Reclaiming Free Space in Database

  • Hi

    Having just archived quite a bit of data from the main Production DB, I now have around 15% free, reclaimable space sat in the data file.

    I'm reluctant to run DBCC SHRINKFILE as that apparently causes a lot of Index fragmentation which will cause issues for performance - how else can the space be allocated back to the OS?

  • Good that you are reluctant. If you don't really need to shrink, don't shrink! 15% does not sound like much. 🙂

    If you really need to shrink and the database will never again grow that big, you can do so and try to clean up fragmentation mess afterwards.

    There is no other way I know of.

  • wak_no1 (7/11/2014)


    Hi

    Having just archive quite a bit of data from the main Production DB, I now have around 15% free, reclaimable space sat in the data file.

    I reluctant to run DBCC SHRINKFILE as that apparently causes a lot of Index fragmentation which will cause issues for performance - how else can the space be allocated back to the OS?

    You do not mention how big the database is, so we don't know how much space 15% is. 15% of a 2TB database is important space. 15% of a 500MB database, not so much.

    Having said that, I personally leave between 10 and 15% internal free space in my databases and I'm ok with that. This allows organic growth and avoid unexpected expansion, which degrades performance.
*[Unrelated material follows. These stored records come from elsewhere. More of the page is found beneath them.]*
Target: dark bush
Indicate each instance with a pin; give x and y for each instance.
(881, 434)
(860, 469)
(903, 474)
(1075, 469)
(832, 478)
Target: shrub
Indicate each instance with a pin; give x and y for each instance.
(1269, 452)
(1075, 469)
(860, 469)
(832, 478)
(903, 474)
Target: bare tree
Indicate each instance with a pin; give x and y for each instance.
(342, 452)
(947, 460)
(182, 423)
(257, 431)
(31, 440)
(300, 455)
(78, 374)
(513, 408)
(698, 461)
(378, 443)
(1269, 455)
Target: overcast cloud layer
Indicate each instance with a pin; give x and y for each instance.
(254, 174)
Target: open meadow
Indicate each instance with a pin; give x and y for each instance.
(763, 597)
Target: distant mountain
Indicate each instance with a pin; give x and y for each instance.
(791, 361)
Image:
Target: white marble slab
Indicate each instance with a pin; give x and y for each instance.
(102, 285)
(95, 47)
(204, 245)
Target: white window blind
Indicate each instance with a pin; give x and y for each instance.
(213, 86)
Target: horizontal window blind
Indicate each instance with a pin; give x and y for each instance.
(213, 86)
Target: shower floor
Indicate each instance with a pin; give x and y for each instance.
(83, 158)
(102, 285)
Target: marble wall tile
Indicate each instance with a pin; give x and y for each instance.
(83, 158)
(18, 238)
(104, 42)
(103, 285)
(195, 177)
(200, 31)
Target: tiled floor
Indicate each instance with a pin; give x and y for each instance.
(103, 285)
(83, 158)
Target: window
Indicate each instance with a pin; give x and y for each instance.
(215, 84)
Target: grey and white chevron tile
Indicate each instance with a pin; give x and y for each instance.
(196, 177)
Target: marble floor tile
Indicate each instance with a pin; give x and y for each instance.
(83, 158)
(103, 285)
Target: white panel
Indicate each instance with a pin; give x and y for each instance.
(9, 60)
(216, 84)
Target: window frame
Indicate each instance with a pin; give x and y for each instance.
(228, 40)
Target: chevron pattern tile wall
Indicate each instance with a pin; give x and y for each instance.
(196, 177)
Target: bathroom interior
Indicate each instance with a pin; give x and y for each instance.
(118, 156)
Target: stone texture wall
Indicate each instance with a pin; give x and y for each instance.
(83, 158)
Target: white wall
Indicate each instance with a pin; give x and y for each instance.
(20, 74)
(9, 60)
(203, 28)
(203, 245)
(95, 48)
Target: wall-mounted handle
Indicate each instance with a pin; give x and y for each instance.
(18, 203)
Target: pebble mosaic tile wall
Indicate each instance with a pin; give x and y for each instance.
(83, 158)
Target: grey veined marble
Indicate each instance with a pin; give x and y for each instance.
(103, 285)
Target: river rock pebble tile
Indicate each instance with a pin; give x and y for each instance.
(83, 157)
    Regarding your question, you can't reclaim that space other way, you need to shrink it. If the database is too big, you can shrink in small chunks and once done, you defrag Indexes. All that should be performed during off peak hours or during a maintenance window.

  • Thanks for the replies.

    The question was more around if there was any other way to release the unused space back to the OS apart from DBCC SHRINKFILE, as there isn't, that's fine. I can leave the free space for growth.

  • You could add a new filegroup set the size you require. Then rebuild the index on the new filegroup (ON <<new filegroup>>) using ONLINE = ON, DROP_EXISTING = ON. Then remove the old filegroup.

    If the index is big enough to fill your log file on rebuild then set recovery to BULK_LOGGED. Read up first (if you don't know) on what that means in terms of recovery.